2017年5月に茨城県で開催された「第14回常陸国YOSAKOI祭り」に初参加し、身体をくの字に曲げて踊る「安久土行進」を披露。よさこい踊りのイベントで山形の花笠踊りが異彩を放った。

花笠踊りを披露する様子

「第14回常陸国YOSAKOI祭り」に招待され、花笠踊りを披露する四面楚歌のメンバー。花笠を番傘に持ち替えて、大きく振ったり回したり、より華やかにダイナミックに踊る。

「東北絆まつり2017仙台」に参加した際の画像

「東北絆まつり」には、前身である「東北六魂祭」の時から参加している。この写真は、「東北絆まつり2017仙台」に参加した際の一枚。他県の人々との交流も大きな楽しみの一つ。

日伊友好協会会長の目に止まった
四面楚歌のダイナミックな踊り。

 四面楚歌に花笠踊りの指導を依頼してきたのは、「日伊友好協会LAILAC」というイタリア・フィレンツェで日本文化普及のために様々な活動を行っている団体で、日本舞踊や家庭料理、書道などの体験教室をイタリア人向けに開催している。その協会の会長が山形県の伝統舞踊である花笠踊りに興味を持ち、山形花笠まつりで四面楚歌の踊りを目にして、より関心を高めたということで接点が生まれた。特に、佐藤さんは西洋美術史を専攻し、ローマでの学術調査のためにイタリア留学を予定していたこともあって、会長との間で話が盛り上がり、イタリアで花笠踊りを指導してほしいとの打診を受けた。佐藤さんは2018年8月に予定通りイタリアへ留学。その1カ月間で実践的にイタリア語を学び、日常会話には困らないレベルまでマスターしたという。
 その後、イタリア・フィレンツェで花笠踊りを指導してほしいという依頼が、徐々に具体化し、1人だけでは指導が難しいということで佐藤さんと佐久間さん、2人の渡航が決まった。

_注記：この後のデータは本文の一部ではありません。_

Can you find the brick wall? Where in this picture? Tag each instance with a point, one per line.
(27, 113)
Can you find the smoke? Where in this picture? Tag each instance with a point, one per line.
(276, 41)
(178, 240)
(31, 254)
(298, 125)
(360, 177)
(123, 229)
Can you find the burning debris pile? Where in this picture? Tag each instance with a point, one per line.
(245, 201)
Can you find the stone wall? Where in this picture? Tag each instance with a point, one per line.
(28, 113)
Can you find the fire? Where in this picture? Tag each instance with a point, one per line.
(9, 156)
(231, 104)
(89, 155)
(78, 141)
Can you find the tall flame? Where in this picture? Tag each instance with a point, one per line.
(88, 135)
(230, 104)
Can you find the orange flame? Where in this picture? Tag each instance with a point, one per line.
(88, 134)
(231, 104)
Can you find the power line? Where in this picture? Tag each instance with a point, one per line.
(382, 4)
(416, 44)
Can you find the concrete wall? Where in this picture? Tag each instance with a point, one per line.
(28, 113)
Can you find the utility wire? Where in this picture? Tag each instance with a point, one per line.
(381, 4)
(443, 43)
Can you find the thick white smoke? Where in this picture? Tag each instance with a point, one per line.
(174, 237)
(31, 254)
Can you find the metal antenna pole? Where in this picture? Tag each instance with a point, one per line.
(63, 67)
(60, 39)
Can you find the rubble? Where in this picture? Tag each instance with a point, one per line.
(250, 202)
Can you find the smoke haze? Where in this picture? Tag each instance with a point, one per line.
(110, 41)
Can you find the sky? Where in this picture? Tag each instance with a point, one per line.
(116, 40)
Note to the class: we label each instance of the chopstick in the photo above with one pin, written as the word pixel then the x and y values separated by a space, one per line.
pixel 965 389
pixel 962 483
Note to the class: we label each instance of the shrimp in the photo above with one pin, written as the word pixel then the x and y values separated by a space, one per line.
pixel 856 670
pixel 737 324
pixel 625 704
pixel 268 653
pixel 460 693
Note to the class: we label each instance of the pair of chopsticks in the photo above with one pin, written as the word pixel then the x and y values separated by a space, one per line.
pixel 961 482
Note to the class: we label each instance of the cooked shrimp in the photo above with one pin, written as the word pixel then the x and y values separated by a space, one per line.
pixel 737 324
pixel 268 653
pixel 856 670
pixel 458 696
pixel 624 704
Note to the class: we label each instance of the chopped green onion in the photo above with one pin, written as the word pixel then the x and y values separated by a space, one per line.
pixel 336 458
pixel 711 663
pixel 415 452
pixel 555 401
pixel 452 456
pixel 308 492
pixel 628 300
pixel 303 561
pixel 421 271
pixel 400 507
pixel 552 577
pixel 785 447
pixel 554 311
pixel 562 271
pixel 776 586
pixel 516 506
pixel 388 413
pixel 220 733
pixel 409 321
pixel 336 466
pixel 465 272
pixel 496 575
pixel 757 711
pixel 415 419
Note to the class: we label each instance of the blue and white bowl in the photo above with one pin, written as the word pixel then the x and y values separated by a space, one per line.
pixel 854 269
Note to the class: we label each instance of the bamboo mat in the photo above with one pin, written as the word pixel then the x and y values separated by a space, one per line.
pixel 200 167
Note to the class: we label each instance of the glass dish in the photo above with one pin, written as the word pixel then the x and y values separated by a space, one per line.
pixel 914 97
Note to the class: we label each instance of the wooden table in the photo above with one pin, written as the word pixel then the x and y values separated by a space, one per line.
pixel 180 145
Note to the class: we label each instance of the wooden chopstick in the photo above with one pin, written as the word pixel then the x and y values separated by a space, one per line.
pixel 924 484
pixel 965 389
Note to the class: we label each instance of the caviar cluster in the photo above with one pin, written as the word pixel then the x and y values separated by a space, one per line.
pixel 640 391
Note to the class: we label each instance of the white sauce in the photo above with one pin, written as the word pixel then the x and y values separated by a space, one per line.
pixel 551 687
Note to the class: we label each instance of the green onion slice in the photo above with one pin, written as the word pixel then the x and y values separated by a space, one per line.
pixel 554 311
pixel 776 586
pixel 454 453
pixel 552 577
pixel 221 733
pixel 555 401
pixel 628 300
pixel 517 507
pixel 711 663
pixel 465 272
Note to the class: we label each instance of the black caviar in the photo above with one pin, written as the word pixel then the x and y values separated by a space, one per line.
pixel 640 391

「地元志向ですが、大学時代に一度は海外へ行きたいと思っていたのでとてもラッキーでした」と佐久間さん。初めての海外がイタリア・フィレンツェ、しかも、観光ではなく踊りの指導者として招待されての渡航となり、幸運とも言える希少な経験となった。

現地での指導の様子

イタリア留学で体得したイタリア語で、細かい所作を指導する佐藤さんと、実際に踊って見せながら指導する佐久間さん。イタリアの人々の熱心さに2人の指導にも熱が入る。

日伊友好協会のみなさんとの集合写真

佐藤さんと佐久間さんが花笠踊りを指導した、日伊友好協会のみなさん。幅広い年齢層の方々が日本の文化に親しんでいる。2人の間でやさしくほほ笑む女性は協会会長の佐々木さん。

熱心なイタリアの人々とともに
11月の本番は元気に笑顔で。

 2019年2月、約10日間の日程で、2人はイタリア・フィレンツェの日伊友好協会で花笠踊りの指導を行ってきた。11月に開催される「第21回フェスティバル・ジャポネーゼ」で花笠踊りを披露するために、イタリア人10名と現地在住の日本人4名の計14名に4種類の花笠踊りを指導。20代から70代まで幅広い年齢層の方々が、とても熱心に真剣に練習に励んだという。その熱意に応えようと2人の指導にも熱が入り、イタリア人には難しい所作についてはアレンジするなど工夫もした。「ヤッショーマカショ、ライラック!」と、日伊友好協会の名称を盛り込んだ掛け声をかけながらの練習で一体感は高まり、言語や文化の違いを越えた心の交流を実感することができた。
 次は11月、2人は再びイタリアに渡り、踊りの最終指導を行い、フェスティバルでも一緒に踊る予定になっている。フェスティバル・ジャポネーゼは、柔道や剣道、日本舞踊や茶道など、さまざまな日本文化をイタリアの人々に紹介する、来場者1万人を超える人気イベント。そこで日本の伝統文化の一つとして「花笠踊り」を元気に笑顔で披露し、国際交流の一翼を担う。2人にはその貴重な経験を大いに楽しみ、社会人となる今後の人生にも存分に生かしてほしい。

放課後に行われる練習風景

放課後に行われる練習風景。1年生は上級生からの指導を受け、6月までに14種類ある踊りのうち4種類のマスターを目指す。花笠まつりが近づくと、練習はさらに厳しさを増す。

個人の練習風景

一つひとつの動きをより正確に体得してもらうために、マンツーマン指導も熱心に。腕や脚を上げる高さ、角度など、群舞としての美しさを追求する上でも、個の踊りが重要になってくる。

山形大学花笠サークル
「四面楚歌」からのメッセージ

さとうまさし

さとうまさし●人文学部4年。宮城県出身。西洋美術史を専攻し、イタリア人画家を研究。2018年8月イタリアへ留学。花笠サークル「四面楚歌」に所属し、県内外の活動にも参加。日伊友好協会の依頼で花笠踊りを指導。

さくまはるな

さくまはるな●人文学部4年。宮城県出身。花笠サークル「四面楚歌」メンバー。2019年2月、佐藤さんと共に花笠踊りの指導のためにイタリア・フィレンツェへ。初めての海外経験で深めた交流と見聞を生かして、地域貢献を目指す。

※内容や所属等は2019年当時のものです。